Perubahan Iklim dan Perjuangan Agraria: Membangun Politik yang Cukup Anti-Kapitalis - Erwin Basrin

Breaking

Recent Posts

 photo Untitled-1_1.jpg

Rabu, 16 Juli 2025

Perubahan Iklim dan Perjuangan Agraria: Membangun Politik yang Cukup Anti-Kapitalis



Membaca Jurnal of the Peasen Study "Climate change and agrarian struggles: an invitation tocontribute to a JPS Forum" yang di tulis secara kolaboratif oleh Saturnino M. Borras Jr. a , Ian Scoones b, Amita Baviskarc, Marc Edelman d,Nancy Lee Pelusoe and Wendy Wolford. Saya menjadi dan mulai paham perubahan iklim hari ini tidak hanya menjadi tantangan ekologis, tetapi juga ladang kontestasi politik dan ekonomi yang sangat intens. 

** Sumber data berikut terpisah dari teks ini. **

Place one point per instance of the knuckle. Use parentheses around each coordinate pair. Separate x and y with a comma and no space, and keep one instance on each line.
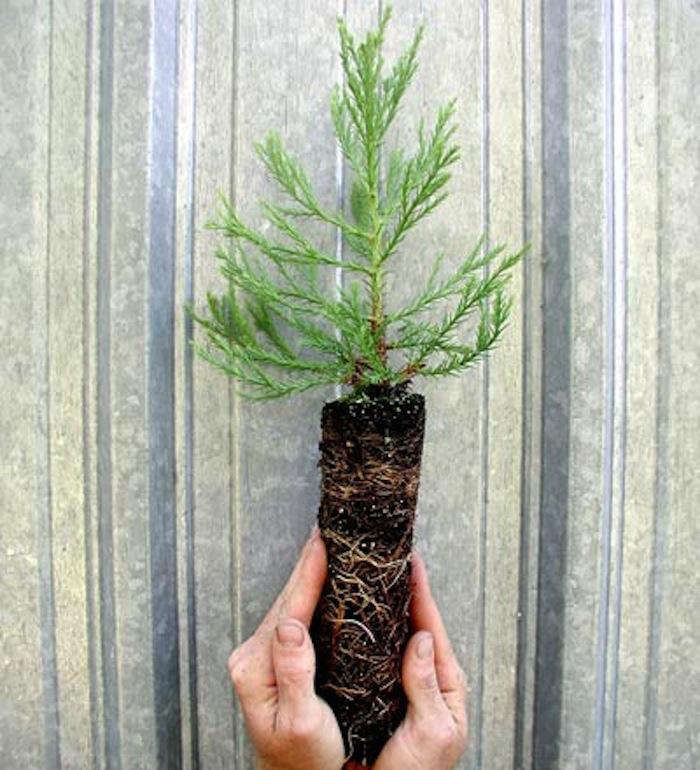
(300,727)
(295,673)
(445,734)
(428,681)
(462,680)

Dalam esai pemantik Forum The Journal of Peasant Studies (JPS), Borras Jr., Scoones, Baviskar, Edelman, Peluso, dan Wolford mengajak kita untuk melihat ulang hubungan antara perubahan iklim dan perjuangan agraria melalui lensa studi agraria kritis. Esai ini bukan hanya ulasan akademik; ia adalah undangan untuk menyusun ulang strategi politik dan analisis struktural di tengah krisis planet.

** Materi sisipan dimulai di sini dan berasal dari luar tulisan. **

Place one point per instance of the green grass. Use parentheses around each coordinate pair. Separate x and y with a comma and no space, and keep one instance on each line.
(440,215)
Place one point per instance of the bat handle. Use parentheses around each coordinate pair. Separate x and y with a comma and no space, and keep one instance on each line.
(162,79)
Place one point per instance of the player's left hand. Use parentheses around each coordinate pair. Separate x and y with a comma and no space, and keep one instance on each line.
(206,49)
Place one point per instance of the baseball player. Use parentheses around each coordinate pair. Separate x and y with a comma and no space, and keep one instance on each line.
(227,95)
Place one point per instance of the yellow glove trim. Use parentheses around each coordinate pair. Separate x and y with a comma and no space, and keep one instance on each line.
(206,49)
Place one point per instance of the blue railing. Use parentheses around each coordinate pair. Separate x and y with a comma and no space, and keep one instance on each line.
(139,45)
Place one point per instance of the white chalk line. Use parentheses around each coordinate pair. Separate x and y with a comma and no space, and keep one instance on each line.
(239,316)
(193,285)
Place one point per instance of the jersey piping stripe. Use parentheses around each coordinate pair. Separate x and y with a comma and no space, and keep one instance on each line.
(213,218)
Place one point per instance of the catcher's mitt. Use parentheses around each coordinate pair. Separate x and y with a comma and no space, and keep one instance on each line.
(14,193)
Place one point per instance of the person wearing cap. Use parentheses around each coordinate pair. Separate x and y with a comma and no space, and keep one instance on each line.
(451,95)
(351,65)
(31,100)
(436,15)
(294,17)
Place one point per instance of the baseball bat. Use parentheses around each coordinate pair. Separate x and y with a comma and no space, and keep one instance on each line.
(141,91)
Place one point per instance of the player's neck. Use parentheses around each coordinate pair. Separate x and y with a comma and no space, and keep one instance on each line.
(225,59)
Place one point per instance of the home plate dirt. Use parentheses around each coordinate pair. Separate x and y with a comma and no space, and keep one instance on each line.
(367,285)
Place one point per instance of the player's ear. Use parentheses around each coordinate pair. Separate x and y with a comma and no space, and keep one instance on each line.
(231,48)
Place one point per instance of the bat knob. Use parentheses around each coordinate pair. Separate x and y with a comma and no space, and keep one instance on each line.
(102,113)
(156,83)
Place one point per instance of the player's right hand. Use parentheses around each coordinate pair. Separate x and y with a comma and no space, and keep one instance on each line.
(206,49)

Penulis menekankan bahwa perubahan iklim tidak bisa dipahami semata-mata sebagai hasil dari emisi gas rumah kaca, melainkan sebagai hasil dari relasi sosial dan ekonomi yang timpang, terutama yang dikendalikan oleh logika akumulasi kapitalisme. Kapitalisme tidak hanya menyebabkan degradasi lingkungan; ia juga memproduksi ketidakadilan secara sistemik melalui kolonialisme, ekstraktivisme, dan eksploitasi tenaga kerja, terutama di kawasan pedesaan.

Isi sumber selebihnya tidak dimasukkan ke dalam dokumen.